Taking @Traktion’s summary of characteristics for sections and groups, can somebody explain how they come about / relate to each other, and how they work in relation to specific network functions.
From David’s clarification:
- 4 copies of each chunk (in alpha 4)
- there are different groups or (of?) Peers in routing, as follows…
- different groups of(?) Peers in vaults (see David’s reply again)
- the prefix of the hash of a chunk matches the prefix of the section looking after it, and the Elders of that section will act as
DataManagerslooking after the chunk
- the (four)
ManagedNodes(vaults) holding a copy of the chunk will be the closest to the chunk (in xor-distance between node id and chunk hash)
So to begin trying to answer my own question
DataManagergroup of the section to which a chunk belongs are responsible for voting /group concensus in relation to policing the activity of the group of nodes (vaults) holding a copy of the chunk
DataManagernodes police each other, by rejecting any of their members who don’t perform in unison sufficiently well (eg too slow to vote, or vote against the majority etc)
@Mav, this is splendid
I have a question:
The first group (section) that is created, is that an empty string?

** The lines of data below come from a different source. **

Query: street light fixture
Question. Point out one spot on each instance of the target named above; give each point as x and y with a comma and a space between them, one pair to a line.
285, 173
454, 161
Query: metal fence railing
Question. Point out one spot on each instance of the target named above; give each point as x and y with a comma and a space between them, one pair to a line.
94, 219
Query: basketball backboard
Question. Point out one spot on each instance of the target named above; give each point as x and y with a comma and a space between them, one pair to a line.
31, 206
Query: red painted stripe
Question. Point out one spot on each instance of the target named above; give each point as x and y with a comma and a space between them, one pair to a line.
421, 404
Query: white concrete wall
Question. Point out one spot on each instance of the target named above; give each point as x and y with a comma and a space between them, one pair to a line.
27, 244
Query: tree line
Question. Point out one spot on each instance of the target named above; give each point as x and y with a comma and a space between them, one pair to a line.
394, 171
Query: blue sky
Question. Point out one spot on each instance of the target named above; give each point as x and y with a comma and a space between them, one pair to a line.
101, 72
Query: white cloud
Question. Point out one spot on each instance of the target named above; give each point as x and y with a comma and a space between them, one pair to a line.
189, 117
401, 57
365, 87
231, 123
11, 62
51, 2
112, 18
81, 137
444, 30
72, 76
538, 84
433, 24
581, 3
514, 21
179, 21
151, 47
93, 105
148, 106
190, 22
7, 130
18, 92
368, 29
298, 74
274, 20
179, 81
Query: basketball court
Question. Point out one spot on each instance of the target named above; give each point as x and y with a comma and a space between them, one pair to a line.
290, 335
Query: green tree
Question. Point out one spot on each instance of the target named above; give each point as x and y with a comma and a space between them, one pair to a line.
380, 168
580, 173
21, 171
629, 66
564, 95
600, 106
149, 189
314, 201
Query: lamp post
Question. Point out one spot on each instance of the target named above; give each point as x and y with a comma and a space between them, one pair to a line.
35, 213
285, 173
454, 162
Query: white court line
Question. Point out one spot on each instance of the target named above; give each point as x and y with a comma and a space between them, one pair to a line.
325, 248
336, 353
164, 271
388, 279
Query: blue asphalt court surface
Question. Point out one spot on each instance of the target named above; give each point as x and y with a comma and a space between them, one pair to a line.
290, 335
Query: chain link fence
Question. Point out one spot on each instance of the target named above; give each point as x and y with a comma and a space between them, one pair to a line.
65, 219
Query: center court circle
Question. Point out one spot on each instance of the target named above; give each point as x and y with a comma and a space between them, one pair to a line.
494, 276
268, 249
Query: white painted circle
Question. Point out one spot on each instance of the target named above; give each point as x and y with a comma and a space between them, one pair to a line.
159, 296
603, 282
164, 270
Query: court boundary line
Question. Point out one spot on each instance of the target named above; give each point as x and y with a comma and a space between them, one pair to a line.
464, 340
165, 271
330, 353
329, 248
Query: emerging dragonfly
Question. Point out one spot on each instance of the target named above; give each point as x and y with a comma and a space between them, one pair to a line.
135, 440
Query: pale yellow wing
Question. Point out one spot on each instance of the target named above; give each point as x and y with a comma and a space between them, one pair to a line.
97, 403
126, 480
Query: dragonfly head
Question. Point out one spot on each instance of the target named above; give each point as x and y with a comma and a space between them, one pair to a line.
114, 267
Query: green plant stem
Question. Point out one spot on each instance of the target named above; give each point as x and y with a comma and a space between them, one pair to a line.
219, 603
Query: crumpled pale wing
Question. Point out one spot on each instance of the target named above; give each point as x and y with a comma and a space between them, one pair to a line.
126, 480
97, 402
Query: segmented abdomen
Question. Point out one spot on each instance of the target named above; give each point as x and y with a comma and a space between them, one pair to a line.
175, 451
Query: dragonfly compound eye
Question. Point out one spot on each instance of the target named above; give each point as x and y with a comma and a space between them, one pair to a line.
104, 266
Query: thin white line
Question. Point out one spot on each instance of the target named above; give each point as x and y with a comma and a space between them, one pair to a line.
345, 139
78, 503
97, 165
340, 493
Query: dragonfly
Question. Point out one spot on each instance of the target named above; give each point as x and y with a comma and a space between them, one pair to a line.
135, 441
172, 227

When I re-implemented this I got empty string added, so I put condition to always make the longestPrefix be at least first position of name (inserted at line 67 in your code).
I got exactly the same results, except that I had 20,242 splits instead of 20,243.
Not sure if this is intended, reflecting the original logic, or if I did some mistake.
Yes, it should be. From RFC-0037 Disjoint Sections
When the network is bootstrapped, there is only one section, with the empty prefix S(), responsible for the whole name space.
So it looks like the difference in splits may be due to missing the first split from prefix “” to prefixes “0” and “1”.
Thanks for this. I’ve updated the post (which has now moved to safe-network-explained.github.io). Having correct terms is important to me (eg ‘maidsafe’ and ‘safe network’ being used interchangeably a few years ago was a bother)
Indeed. I feel that 8 vs 11 is a better comparison since it illustrates the ‘buffer’ idea more clearly than 8 vs 22. But I’ve updated the text for this to indicate 11 is the new section size, not the size before splitting.
Great point. I’m going to add a bit more to the post explaining this explicitly since this clever mechanism isn’t actually stated (only implied). Thanks for pointing this out.
Great stuff! They URL should be the starting point for many people coming into this project and trying to understand it. Loving your work!
Question 1: Referencing https://safe-network-explained.github.io/architecture, specifically the “Churning” section, is there any idea how often this intermittent event would happen?
Question 2: Also, It seems as though because of this intermittent “Churning” the smaller sized vaults would be more favorable by vault owners over larger ones (aka a my spare 100GBdrive over my 24TB array) as it would be quite time consuming to relocate 24TB worth of data when churning occurs on a single vault. Am I correct in my assumption?